You are viewing a plain text version of this content. The canonical link for it is here.
Posted to commits@tez.apache.org by je...@apache.org on 2014/11/17 20:22:47 UTC
[38/50] [abbrv] tez git commit: TEZ-1642. TestAMRecovery sometimes
fail. (zjffdu)
TEZ-1642. TestAMRecovery sometimes fail. (zjffdu)
Project: http://git-wip-us.apache.org/repos/asf/tez/repo
Commit: http://git-wip-us.apache.org/repos/asf/tez/commit/6dda1d77
Tree: http://git-wip-us.apache.org/repos/asf/tez/tree/6dda1d77
Diff: http://git-wip-us.apache.org/repos/asf/tez/diff/6dda1d77
Branch: refs/heads/TEZ-8
Commit: 6dda1d77bcd6460780144ae2aab905c2a255e94a
Parents: a7d55e4
Author: Jeff Zhang <zj...@apache.org>
Authored: Tue Nov 11 09:08:04 2014 +0800
Committer: Jeff Zhang <zj...@apache.org>
Committed: Tue Nov 11 09:08:04 2014 +0800
----------------------------------------------------------------------
CHANGES.txt | 1 +
.../org/apache/tez/test/TestAMRecovery.java | 62 ++++++++++++++------
2 files changed, 44 insertions(+), 19 deletions(-)
----------------------------------------------------------------------
http://git-wip-us.apache.org/repos/asf/tez/blob/6dda1d77/CHANGES.txt
----------------------------------------------------------------------
diff --git a/CHANGES.txt b/CHANGES.txt
index 57a0c7f..57ca0a4 100644
--- a/CHANGES.txt
+++ b/CHANGES.txt
@@ -21,6 +21,7 @@ ALL CHANGES:
TEZ-1749. Increase test timeout for TestLocalMode.testMultipleClientsWithSession
TEZ-1750. Add a DAGScheduler which schedules tasks only when sources have been scheduled.
TEZ-1761. TestRecoveryParser::testGetLastInProgressDAG fails in similar manner to TEZ-1686.
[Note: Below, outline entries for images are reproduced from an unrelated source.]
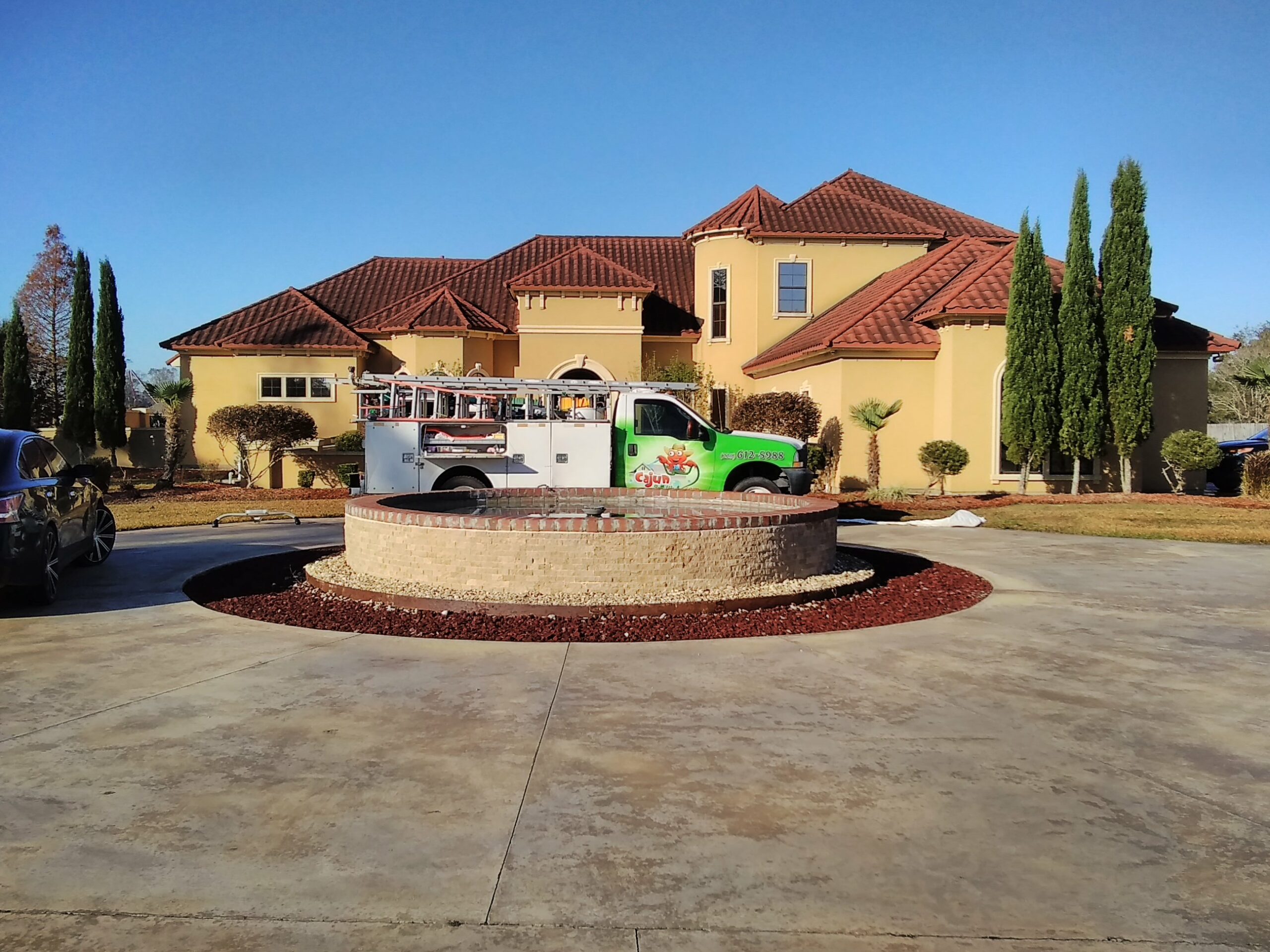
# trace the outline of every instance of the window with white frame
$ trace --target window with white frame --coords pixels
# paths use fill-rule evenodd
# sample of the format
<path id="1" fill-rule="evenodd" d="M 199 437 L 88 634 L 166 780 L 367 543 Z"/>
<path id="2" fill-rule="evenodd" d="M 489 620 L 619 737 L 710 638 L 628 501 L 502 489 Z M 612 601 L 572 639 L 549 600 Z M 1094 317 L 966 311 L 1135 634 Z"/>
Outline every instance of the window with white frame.
<path id="1" fill-rule="evenodd" d="M 714 268 L 710 272 L 710 338 L 723 340 L 728 336 L 728 269 Z"/>
<path id="2" fill-rule="evenodd" d="M 259 387 L 262 401 L 333 401 L 335 378 L 330 374 L 262 373 Z"/>
<path id="3" fill-rule="evenodd" d="M 776 314 L 804 315 L 808 301 L 808 263 L 780 261 L 776 265 Z"/>

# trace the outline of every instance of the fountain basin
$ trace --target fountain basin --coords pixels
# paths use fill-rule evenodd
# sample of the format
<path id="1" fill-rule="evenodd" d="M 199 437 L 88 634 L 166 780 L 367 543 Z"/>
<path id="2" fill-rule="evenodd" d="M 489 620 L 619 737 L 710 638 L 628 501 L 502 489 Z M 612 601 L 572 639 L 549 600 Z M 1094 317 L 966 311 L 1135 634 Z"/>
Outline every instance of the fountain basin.
<path id="1" fill-rule="evenodd" d="M 349 500 L 344 560 L 491 600 L 658 603 L 832 574 L 836 536 L 837 504 L 806 496 L 465 489 Z"/>

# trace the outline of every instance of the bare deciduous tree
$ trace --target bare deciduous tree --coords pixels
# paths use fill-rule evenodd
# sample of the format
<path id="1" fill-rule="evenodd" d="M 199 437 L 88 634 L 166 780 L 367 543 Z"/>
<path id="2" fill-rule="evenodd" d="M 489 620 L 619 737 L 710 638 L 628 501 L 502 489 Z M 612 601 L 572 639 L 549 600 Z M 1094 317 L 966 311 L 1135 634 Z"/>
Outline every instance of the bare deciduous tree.
<path id="1" fill-rule="evenodd" d="M 30 372 L 33 378 L 48 382 L 47 401 L 37 401 L 37 409 L 51 407 L 53 416 L 61 413 L 66 388 L 66 347 L 71 322 L 71 297 L 75 283 L 75 259 L 62 237 L 62 230 L 50 225 L 44 230 L 44 246 L 36 255 L 18 292 L 18 306 L 27 322 L 30 340 Z M 47 415 L 44 410 L 39 416 Z M 37 419 L 37 425 L 51 425 L 56 419 Z"/>

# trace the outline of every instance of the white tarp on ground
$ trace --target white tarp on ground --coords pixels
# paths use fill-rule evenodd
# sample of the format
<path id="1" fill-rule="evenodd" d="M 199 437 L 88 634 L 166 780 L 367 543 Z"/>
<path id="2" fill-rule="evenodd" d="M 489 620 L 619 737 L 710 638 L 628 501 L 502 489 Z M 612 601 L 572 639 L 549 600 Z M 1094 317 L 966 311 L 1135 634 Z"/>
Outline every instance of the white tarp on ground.
<path id="1" fill-rule="evenodd" d="M 908 522 L 878 522 L 876 519 L 838 519 L 838 526 L 939 526 L 951 529 L 977 529 L 986 523 L 982 515 L 966 509 L 958 509 L 942 519 L 911 519 Z"/>

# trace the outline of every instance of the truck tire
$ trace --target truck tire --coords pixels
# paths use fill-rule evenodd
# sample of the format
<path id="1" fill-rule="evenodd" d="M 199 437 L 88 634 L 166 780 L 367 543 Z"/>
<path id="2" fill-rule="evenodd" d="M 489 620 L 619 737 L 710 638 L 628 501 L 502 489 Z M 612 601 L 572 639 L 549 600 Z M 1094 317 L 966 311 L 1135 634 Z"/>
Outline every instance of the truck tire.
<path id="1" fill-rule="evenodd" d="M 780 493 L 781 487 L 772 482 L 766 476 L 747 476 L 735 486 L 732 487 L 733 493 Z"/>
<path id="2" fill-rule="evenodd" d="M 451 476 L 448 480 L 437 486 L 438 490 L 443 489 L 489 489 L 484 482 L 478 480 L 475 476 Z"/>

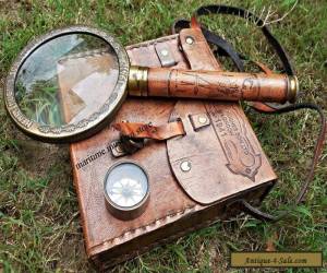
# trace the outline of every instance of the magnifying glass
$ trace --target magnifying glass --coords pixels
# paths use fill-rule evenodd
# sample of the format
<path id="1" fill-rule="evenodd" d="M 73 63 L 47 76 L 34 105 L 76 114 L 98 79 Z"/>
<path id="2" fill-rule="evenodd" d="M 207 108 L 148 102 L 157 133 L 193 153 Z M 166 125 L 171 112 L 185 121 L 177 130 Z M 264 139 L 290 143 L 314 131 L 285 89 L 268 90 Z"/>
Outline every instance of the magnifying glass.
<path id="1" fill-rule="evenodd" d="M 74 142 L 107 124 L 128 94 L 286 103 L 298 90 L 296 78 L 284 74 L 130 67 L 113 36 L 73 26 L 26 46 L 10 70 L 4 102 L 28 135 Z"/>

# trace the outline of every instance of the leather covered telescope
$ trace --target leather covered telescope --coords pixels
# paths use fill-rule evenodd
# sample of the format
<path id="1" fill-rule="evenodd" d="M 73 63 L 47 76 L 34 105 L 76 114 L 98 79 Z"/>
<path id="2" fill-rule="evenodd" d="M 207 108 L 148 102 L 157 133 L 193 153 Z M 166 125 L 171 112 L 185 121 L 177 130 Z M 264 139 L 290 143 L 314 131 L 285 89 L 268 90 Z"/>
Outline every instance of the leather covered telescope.
<path id="1" fill-rule="evenodd" d="M 283 104 L 295 102 L 299 83 L 287 74 L 131 67 L 128 88 L 132 96 Z"/>

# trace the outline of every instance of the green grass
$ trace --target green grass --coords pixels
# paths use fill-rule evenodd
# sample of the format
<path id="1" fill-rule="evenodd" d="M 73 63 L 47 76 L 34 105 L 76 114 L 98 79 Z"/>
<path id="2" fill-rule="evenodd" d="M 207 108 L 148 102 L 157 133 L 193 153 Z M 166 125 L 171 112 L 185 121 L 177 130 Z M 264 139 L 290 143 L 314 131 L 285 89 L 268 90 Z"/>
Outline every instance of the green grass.
<path id="1" fill-rule="evenodd" d="M 190 17 L 197 7 L 211 2 L 0 0 L 1 84 L 28 40 L 52 28 L 88 24 L 114 34 L 129 45 L 168 35 L 175 19 Z M 326 1 L 299 1 L 290 14 L 275 23 L 295 1 L 225 3 L 249 8 L 263 17 L 274 11 L 268 23 L 271 22 L 274 34 L 292 57 L 304 92 L 302 100 L 316 102 L 326 109 Z M 271 69 L 280 68 L 261 33 L 251 24 L 221 16 L 202 21 L 232 41 L 237 50 Z M 280 178 L 263 207 L 274 212 L 291 209 L 288 204 L 296 195 L 312 156 L 317 119 L 306 110 L 278 117 L 250 109 L 246 114 Z M 68 146 L 39 144 L 24 136 L 5 115 L 2 98 L 0 128 L 0 264 L 4 272 L 93 271 L 84 252 Z M 156 248 L 113 271 L 237 272 L 229 269 L 229 253 L 265 250 L 270 238 L 275 238 L 277 250 L 323 250 L 326 261 L 326 162 L 325 149 L 306 202 L 292 210 L 287 219 L 264 224 L 238 216 Z"/>

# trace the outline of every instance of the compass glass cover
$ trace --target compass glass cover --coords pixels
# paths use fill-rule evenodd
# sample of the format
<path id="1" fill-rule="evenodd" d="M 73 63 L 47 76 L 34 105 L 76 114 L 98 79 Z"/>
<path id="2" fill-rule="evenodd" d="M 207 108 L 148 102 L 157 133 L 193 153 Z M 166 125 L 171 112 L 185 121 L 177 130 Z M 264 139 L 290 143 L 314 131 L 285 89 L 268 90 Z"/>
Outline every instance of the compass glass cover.
<path id="1" fill-rule="evenodd" d="M 136 164 L 122 163 L 109 170 L 105 181 L 106 195 L 122 209 L 135 207 L 148 192 L 148 179 Z"/>
<path id="2" fill-rule="evenodd" d="M 14 95 L 21 111 L 45 126 L 77 123 L 114 90 L 118 57 L 102 38 L 69 33 L 47 40 L 22 63 Z"/>

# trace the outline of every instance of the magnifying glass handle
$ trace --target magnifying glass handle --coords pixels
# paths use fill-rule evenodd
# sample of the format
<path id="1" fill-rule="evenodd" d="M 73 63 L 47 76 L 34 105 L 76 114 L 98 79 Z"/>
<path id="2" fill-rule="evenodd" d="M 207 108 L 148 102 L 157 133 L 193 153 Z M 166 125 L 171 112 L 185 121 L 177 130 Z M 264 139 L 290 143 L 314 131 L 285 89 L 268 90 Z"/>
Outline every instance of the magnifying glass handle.
<path id="1" fill-rule="evenodd" d="M 283 104 L 294 102 L 298 90 L 298 79 L 286 74 L 132 67 L 129 79 L 132 96 Z"/>

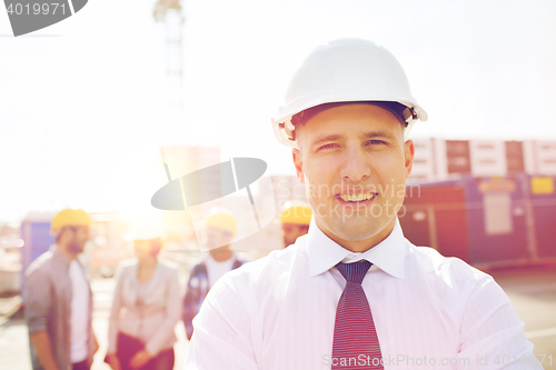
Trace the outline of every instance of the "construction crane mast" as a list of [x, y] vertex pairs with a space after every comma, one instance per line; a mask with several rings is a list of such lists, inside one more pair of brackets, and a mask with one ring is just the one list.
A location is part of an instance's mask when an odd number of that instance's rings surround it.
[[[180, 0], [157, 0], [152, 12], [163, 23], [166, 38], [166, 77], [168, 88], [168, 127], [166, 144], [183, 142], [182, 33], [185, 17]], [[173, 142], [172, 142], [173, 141]]]

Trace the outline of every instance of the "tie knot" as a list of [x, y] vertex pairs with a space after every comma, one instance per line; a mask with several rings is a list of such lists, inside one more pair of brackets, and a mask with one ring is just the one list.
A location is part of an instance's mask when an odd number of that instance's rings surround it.
[[354, 262], [354, 263], [344, 263], [339, 262], [336, 264], [336, 268], [340, 271], [341, 276], [347, 281], [357, 282], [360, 284], [367, 271], [369, 271], [373, 263], [367, 260]]

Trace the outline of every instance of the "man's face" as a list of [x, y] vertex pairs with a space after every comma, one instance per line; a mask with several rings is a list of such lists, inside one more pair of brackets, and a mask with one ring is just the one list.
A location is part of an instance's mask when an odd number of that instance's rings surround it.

+ TEZ-1642. TestAMRecovery sometimes fail.
Release 0.5.2: 2014-11-07
http://git-wip-us.apache.org/repos/asf/tez/blob/6dda1d77/tez-tests/src/test/java/org/apache/tez/test/TestAMRecovery.java
----------------------------------------------------------------------
diff --git a/tez-tests/src/test/java/org/apache/tez/test/TestAMRecovery.java b/tez-tests/src/test/java/org/apache/tez/test/TestAMRecovery.java
index 42d6f5c..867c7ab 100644
--- a/tez-tests/src/test/java/org/apache/tez/test/TestAMRecovery.java
+++ b/tez-tests/src/test/java/org/apache/tez/test/TestAMRecovery.java
@@ -104,7 +104,7 @@ public class TestAMRecovery {
}
if (miniTezCluster == null) {
miniTezCluster =
- new MiniTezCluster(TestAMRecovery.class.getName(), 1, 1, 1);
+ new MiniTezCluster(TestAMRecovery.class.getName(), 2, 1, 1);
Configuration miniTezconf = new Configuration(conf);
miniTezconf.setInt(YarnConfiguration.RM_AM_MAX_ATTEMPTS, MAX_AM_ATTEMPT);
miniTezconf.set("fs.defaultFS", remoteFs.getUri().toString()); // use HDFS
@@ -127,6 +127,7 @@ public class TestAMRecovery {
try {
LOG.info("Stopping MiniTezCluster");
miniTezCluster.stop();
+ miniTezCluster = null;
} catch (Exception e) {
e.printStackTrace();
}
@@ -165,6 +166,7 @@ public class TestAMRecovery {
tezConf.setBoolean(
RecoveryService.TEZ_AM_RECOVERY_HANDLE_REMAINING_EVENT_WHEN_STOPPED,
true);
+ tezConf.setInt(TezConfiguration.TEZ_AM_RM_HEARTBEAT_INTERVAL_MS_MAX, 100);
tezSession = TezClient.create("TestDAGRecovery", tezConf);
tezSession.start();
}
@@ -182,6 +184,16 @@ public class TestAMRecovery {
tezSession = null;
}
+ private void printHistoryEvents(List<HistoryEvent> historyEvents, int attemptId) {
+ LOG.info("RecoveryLogs from attempt:" + attemptId);
+ for(HistoryEvent historyEvent : historyEvents) {
+ LOG.info("Parsed event from recovery stream"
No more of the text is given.